S’appuyant sur un scénario de qualité, Raoul Taburin peut également faire confiance à son brillant casting. Benoît Poelvoorde n’a jamais été meilleur que dans ces rôles de timides maladifs dont il a le secret (qu’on revoie Les Emotifs anonymes), tandis qu’Edouard Baer suscite immédiatement la sympathie par son ton chaleureux et sa présence comme toujours incroyable. Indéniablement, tout le secret de la réussite de Raoul Taburin réside avant tout dans l’alchimie exceptionnelle qui se développe entre les deux acteurs, tandis que Suzanne Clément vient illuminer le film par son charme.

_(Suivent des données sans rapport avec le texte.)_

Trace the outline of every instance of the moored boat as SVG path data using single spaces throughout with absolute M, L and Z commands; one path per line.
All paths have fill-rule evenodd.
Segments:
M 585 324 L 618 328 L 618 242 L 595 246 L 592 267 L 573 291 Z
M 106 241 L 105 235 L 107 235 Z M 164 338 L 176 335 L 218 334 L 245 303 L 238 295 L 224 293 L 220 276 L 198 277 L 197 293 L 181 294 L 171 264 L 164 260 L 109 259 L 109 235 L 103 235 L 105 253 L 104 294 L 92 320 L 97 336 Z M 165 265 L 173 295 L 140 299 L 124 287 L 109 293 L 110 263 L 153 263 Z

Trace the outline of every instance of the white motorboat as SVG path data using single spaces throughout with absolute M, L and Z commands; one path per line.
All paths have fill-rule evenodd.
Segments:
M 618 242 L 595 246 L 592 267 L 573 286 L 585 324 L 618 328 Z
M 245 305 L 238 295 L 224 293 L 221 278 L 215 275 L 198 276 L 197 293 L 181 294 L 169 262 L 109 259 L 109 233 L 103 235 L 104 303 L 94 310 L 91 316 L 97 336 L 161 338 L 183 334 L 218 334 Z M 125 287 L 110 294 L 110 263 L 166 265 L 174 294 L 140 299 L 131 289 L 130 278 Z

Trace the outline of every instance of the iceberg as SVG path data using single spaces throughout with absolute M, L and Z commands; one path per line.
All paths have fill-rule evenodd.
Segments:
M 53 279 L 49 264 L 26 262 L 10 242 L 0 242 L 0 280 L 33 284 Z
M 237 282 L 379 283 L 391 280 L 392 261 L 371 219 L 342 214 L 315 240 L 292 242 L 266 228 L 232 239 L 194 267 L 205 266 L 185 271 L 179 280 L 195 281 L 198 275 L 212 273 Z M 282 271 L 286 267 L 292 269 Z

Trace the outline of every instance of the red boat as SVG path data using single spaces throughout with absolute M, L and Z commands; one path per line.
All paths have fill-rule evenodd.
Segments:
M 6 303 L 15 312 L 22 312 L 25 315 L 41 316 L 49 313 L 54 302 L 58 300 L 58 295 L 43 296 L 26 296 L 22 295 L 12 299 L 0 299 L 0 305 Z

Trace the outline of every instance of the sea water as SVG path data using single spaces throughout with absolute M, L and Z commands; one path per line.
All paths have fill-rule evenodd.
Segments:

Ce qui illumine le film, c’est aussi le soleil du Vaucluse : par ce film, Pierre Godeau se place dans la catégorie des rares cinéastes qui arrivent encore à créer une atmosphère de village à la Pagnol ou Exbrayat, et ainsi, à dresser le portrait d’une France profonde simple et heureuse, portrait bien évidemment déconnecté de toute actualité. Le cadre du village de Venterol est ainsi parfaitement choisi pour évoquer la magnificence des paysages du Sud de la France, mais aussi pour créer cette intemporalité qui est la jolie marque du film de Pierre Godeau. En effet, le réalisateur parvient tout-à-fait à nous extraire des noirceurs de notre époque actuelle pour nous plonger dans ce conte que l’absence d’ancrage temporel rend d’autant plus universel. Qu’il se passe en 1950 ou 2019, on n’aurait rien à changer à ce film, et c’est ce qui le rend si charmant.


Au rythme des jolies notes de la musique de Javier Navarrete (compositeur du Labyrinthe de Pan, entre autres), on se laisse emporter dans ce rêve éveillé qui nous fait redécouvrir les merveilles de la simplicité. Car en effet, ce que met en images ici Pierre Godeau, à la suite de son maître Sempé, c’est un éloge de la simplicité la plus absolue. Mieux qu’aucun de ses collègues, la caméra de Pierre Godeau sait toujours capter la grandeur du dérisoire, la noblesse du tout petit, ce qui permet à Raoul Taburin de dépasser son statut de simple comédie. Bien sûr, on rit et on sourit souvent, mais au fond, si l’on sait un peu lire sous la surface, c’est un film bien plus profond qui se dévoile : un film sur la complexité des sentiments, le poids du secret et du mal-être, la vie en communauté, l’amitié, la filiation et l’héritage familial compliqué, etc…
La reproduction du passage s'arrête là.